Bob is an active user of the social network Faithbug. On this network, people are able to engage in a mutual friendship. That is, if $a$ is a friend of $b$, then $b$ is also a friend of $a$. Each user thus has a non-negative amount of friends.
This morning, somebody anonymously sent Bob the following link: graph realization problem and Bob wants to know who that was. In order to do that, he first needs to know how the social network looks like. He investigated the profile of every other person on the network and noted down the number of his friends. However, he neglected to note down the number of his friends. Help him find out how many friends he has. Since there may be many possible answers, print all of them.
Input
The first line contains one integer $n$ ($1 \leq n \leq 5 \cdot 10^5$), the number of people on the network excluding Bob.

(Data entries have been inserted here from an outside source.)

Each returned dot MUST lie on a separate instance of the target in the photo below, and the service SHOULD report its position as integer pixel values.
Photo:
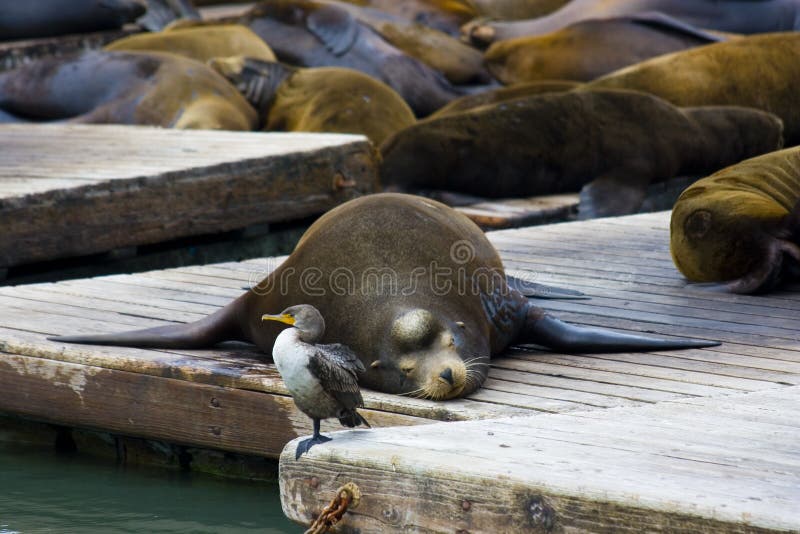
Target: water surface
(42, 491)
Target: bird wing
(336, 367)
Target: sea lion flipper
(542, 291)
(335, 27)
(543, 329)
(659, 20)
(610, 195)
(208, 331)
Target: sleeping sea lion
(735, 16)
(740, 227)
(200, 43)
(555, 143)
(409, 284)
(444, 15)
(26, 19)
(326, 99)
(504, 94)
(759, 71)
(125, 88)
(307, 33)
(516, 9)
(588, 49)
(459, 62)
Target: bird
(322, 379)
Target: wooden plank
(516, 212)
(616, 470)
(139, 185)
(177, 411)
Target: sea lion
(125, 88)
(325, 99)
(459, 62)
(200, 43)
(504, 94)
(758, 71)
(735, 16)
(741, 225)
(413, 287)
(444, 15)
(25, 19)
(516, 9)
(588, 49)
(558, 142)
(307, 33)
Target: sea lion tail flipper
(215, 328)
(542, 291)
(543, 329)
(335, 27)
(607, 196)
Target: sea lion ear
(335, 27)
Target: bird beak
(288, 319)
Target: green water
(41, 491)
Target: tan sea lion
(620, 141)
(309, 33)
(588, 49)
(409, 284)
(125, 88)
(200, 43)
(735, 16)
(325, 99)
(504, 94)
(26, 19)
(740, 227)
(759, 71)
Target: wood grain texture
(727, 464)
(71, 190)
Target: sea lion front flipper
(335, 27)
(208, 331)
(608, 196)
(543, 329)
(542, 291)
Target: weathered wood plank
(617, 470)
(143, 185)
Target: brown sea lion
(588, 49)
(741, 225)
(504, 94)
(444, 15)
(25, 19)
(735, 16)
(459, 62)
(516, 9)
(759, 71)
(409, 284)
(308, 33)
(325, 99)
(200, 43)
(125, 88)
(621, 141)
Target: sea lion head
(426, 357)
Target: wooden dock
(73, 190)
(682, 441)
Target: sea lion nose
(447, 374)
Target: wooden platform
(677, 441)
(72, 190)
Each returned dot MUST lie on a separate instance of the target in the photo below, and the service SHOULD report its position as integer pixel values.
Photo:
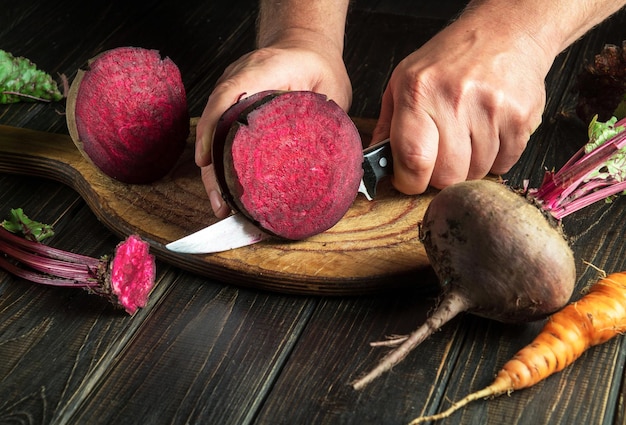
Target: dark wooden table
(209, 353)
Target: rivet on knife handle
(377, 163)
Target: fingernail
(216, 201)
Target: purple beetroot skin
(127, 113)
(291, 161)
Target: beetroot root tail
(451, 305)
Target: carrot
(596, 318)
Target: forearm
(553, 25)
(319, 20)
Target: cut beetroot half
(127, 114)
(292, 163)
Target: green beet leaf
(20, 80)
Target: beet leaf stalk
(596, 172)
(490, 246)
(125, 279)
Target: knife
(236, 231)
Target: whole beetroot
(291, 161)
(500, 253)
(127, 113)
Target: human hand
(463, 105)
(287, 65)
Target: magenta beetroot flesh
(128, 114)
(133, 272)
(293, 163)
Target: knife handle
(377, 163)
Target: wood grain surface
(375, 246)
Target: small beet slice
(221, 132)
(292, 163)
(127, 113)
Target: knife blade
(236, 231)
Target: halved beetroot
(292, 162)
(127, 113)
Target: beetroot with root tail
(500, 253)
(127, 113)
(291, 162)
(495, 254)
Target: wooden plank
(353, 257)
(208, 355)
(471, 350)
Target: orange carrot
(596, 318)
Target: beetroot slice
(221, 132)
(127, 113)
(293, 163)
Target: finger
(383, 125)
(485, 147)
(224, 96)
(219, 207)
(414, 144)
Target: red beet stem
(589, 176)
(126, 280)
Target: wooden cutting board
(375, 247)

The second line contains $n$ numbers $a_1,a_2, \dots, a_n$ ($0 \leq a_i \leq n$), with $a_i$ being the number of people that person $i$ is a friend of.
Output
Print all possible values of $a_{n+1}$ — the amount of people that Bob can be friend of, in increasing order.
If no solution exists, output $-1$.
Examples
input
3
3 3 3
output
3
input
4
1 1 1 1
output
0 2 4
input
2
0 2
output
-1
input
35
21 26 18 4 28 2 15 13 16 25 6 32 11 5 31 17 9 3 24 33 14 27 29 1 20 4 12 7 10 30 34 8 19 23 22
output
13 15 17 19 21
Note
In the first test case, the only solution is that everyone is friends with everyone. That is why Bob should have $3$ friends.

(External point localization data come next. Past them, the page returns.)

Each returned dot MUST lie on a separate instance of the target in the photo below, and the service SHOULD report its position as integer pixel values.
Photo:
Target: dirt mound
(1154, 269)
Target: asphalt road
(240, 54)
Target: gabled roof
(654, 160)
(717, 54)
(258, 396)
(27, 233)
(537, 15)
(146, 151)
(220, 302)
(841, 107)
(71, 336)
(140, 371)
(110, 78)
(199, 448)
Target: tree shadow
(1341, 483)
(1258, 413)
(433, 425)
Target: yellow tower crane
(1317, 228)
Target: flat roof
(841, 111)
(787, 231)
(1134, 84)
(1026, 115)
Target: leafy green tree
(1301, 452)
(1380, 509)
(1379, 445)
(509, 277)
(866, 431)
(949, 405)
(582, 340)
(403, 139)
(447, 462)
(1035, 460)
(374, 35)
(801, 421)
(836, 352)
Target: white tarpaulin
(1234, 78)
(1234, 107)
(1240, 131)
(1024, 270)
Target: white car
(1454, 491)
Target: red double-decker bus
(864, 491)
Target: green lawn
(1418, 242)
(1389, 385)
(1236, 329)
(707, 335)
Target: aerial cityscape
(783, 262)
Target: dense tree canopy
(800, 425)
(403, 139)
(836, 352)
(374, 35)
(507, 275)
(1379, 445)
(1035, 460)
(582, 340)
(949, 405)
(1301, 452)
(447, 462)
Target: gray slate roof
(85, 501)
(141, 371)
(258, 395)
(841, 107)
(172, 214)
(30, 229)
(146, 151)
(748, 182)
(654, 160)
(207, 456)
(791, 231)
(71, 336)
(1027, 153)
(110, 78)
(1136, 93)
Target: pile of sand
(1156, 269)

In the second test case, there are three possible solutions (apart from symmetries):
- $a$ is friend of $b$, $c$ is friend of $d$, and Bob has no friends, or
- $a$ is a friend of $b$ and both $c$ and $d$ are friends with Bob, or
- Bob is friends of everyone.
The third case is impossible to solve, as the second person needs to be a friend with everybody, but the first one is a complete stranger.
Solution:
#include <bits/stdc++.h>
using namespace std;
int main() {
ios::sync_with_stdio(false);
cin.tie(0);
int n;
cin >> n;
vector<int> d(n);
for (int i = 0; i < n; i++) {
cin >> d[i];
}
sort(d.begin(), d.end());
vector<long long> pref(n + 1);
for (int i = 0; i < n; i++) {
pref[i + 1] = pref[i] + d[i];
}
vector<int> bal(n + 2);
int j = 0;
for (int k = 1; k <= n; k++) {
long long L = pref[n] - pref[n - k];
long long R = (long long) k * (k - 1);
while (j < n && d[j] < k) {
j++;
}
int up = min(n - k, j);
R += pref[up] + (long long) k * ((n - k) - up);
int bound = d[n - k];
{ // <= bound
long long diff = L - R;
if (diff <= k && diff <= bound) {
bal[max(diff, 0LL)]++;
bal[bound + 1]--;
}
}
{ // > bound
L -= d[n - k];
R += min(d[n - k], k);
long long diff = R - L;
if (diff >= bound + 1) {
bal[bound + 1]++;
bal[min(diff + 1, n + 1LL)]--;
}
}
}
vector<int> res;
int B = 0;
for (int i = 0; i <= n; i++) {
B += bal[i];
if (B == n) {
if ((pref[n] + i) % 2 == 0) {
res.push_back(i);
}
}
}
if (res.empty()) {
cout << -1 << '\n';
} else {
int sz = (int) res.size();
for (int i = 0; i < sz; i++) {
if (i > 0) {
cout << " ";
}
cout << res[i];
}
cout << '\n';
}
return 0;
}